How might recent evidence on mind wandering shed light on this issue? For one, mind wandering has been shown to attenuate sensory level responses to visual inputs in a target detection task (e.g., Kam et al., 2011). This mind wandering effect in ERP measure however did not correspond to impairments in reaction time during mind wandering. The absence of attentional state modulations in the behavioral measure highlights the importance and utility of ERP measures in examining the underlying neural mechanism that may not manifest as differences in manual reaction times. In addition, other EPR studies have that mind wandering periods are associated with disruptions in a range of cognitive responses, including stimulus evaluation and categorization (Barron et al., 2011, O’Connell et al., 2009, Smallwood et al., 2008), affective processing (Kam, Xu, & Handy, 2014), and performance monitoring (Kam, Dao, Stanciulescu, Tildesley, & Handy, 2013). Of relevance, given that visual stimuli used in these previous studies have been presented along the midline of the visual field (e.g., Barron et al., 2011, Kam et al., 2011, Smallwood et al., 2008), to what extent would we observe a similar attenuation of sensory gain to task-irrelevant visual stimuli across both hemifields?

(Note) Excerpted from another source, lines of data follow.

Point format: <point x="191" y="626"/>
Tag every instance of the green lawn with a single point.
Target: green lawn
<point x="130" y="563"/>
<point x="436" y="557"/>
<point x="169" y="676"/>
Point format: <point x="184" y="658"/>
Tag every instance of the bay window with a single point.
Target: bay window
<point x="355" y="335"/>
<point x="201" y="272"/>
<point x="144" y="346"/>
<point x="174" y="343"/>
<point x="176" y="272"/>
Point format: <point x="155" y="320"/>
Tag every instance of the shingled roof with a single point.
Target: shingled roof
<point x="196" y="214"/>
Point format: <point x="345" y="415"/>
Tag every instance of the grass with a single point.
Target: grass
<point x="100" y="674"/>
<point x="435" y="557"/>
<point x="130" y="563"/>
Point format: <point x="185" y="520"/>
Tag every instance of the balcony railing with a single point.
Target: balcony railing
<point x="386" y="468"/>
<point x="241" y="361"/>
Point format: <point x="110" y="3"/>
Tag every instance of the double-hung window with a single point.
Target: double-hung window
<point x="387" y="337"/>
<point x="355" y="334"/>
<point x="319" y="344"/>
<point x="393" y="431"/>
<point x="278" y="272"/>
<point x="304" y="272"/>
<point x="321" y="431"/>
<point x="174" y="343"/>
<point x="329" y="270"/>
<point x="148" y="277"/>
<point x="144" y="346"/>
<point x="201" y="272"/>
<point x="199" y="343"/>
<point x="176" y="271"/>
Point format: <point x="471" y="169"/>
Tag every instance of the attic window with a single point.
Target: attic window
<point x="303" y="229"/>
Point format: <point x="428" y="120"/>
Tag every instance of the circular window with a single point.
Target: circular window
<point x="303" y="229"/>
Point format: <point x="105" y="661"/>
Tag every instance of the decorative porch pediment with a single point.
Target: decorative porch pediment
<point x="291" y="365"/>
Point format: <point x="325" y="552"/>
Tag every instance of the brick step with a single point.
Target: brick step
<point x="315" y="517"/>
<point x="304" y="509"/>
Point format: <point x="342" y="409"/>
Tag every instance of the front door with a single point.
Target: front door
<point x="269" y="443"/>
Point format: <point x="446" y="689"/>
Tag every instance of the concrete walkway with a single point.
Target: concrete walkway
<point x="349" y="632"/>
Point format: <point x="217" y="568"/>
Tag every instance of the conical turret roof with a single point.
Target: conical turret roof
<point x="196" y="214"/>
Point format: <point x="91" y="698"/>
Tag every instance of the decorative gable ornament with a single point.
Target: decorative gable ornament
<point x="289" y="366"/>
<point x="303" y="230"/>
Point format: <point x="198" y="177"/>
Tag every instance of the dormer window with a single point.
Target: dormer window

The present study to our knowledge is the first to examine whether task-related attention shows an asymmetry in mechanisms of visual sensory gain control. While participants performed a target detection task at central fixation, we periodically asked them to report their attentional state as either “on-task” or “mind wandering”. We then examined the ERPs elicited by task-irrelevant lateral visual probes in order to assess the magnitude of visual sensory gain in each hemifield as a function of whether or not attention was on task. To the extent that task-related attention’s effect on sensory gain control conform to the RVF advantage as seen in selective attention at a behavioral level and in certain clinical conditions, one would predict the attenuation of sensory gain control normally observed during mind wandering states may be spared in the RVF. On the other hand, to the extent that task-related attention exerts similar forms of top-down attentional control on visual sensory gain control as selective spatial attention as reported in previous ERP studies (e.g., Mangun & Hillyard, 1991), one would predict similar attenuation of the sensory gain control during mind wandering across both visual hemifields.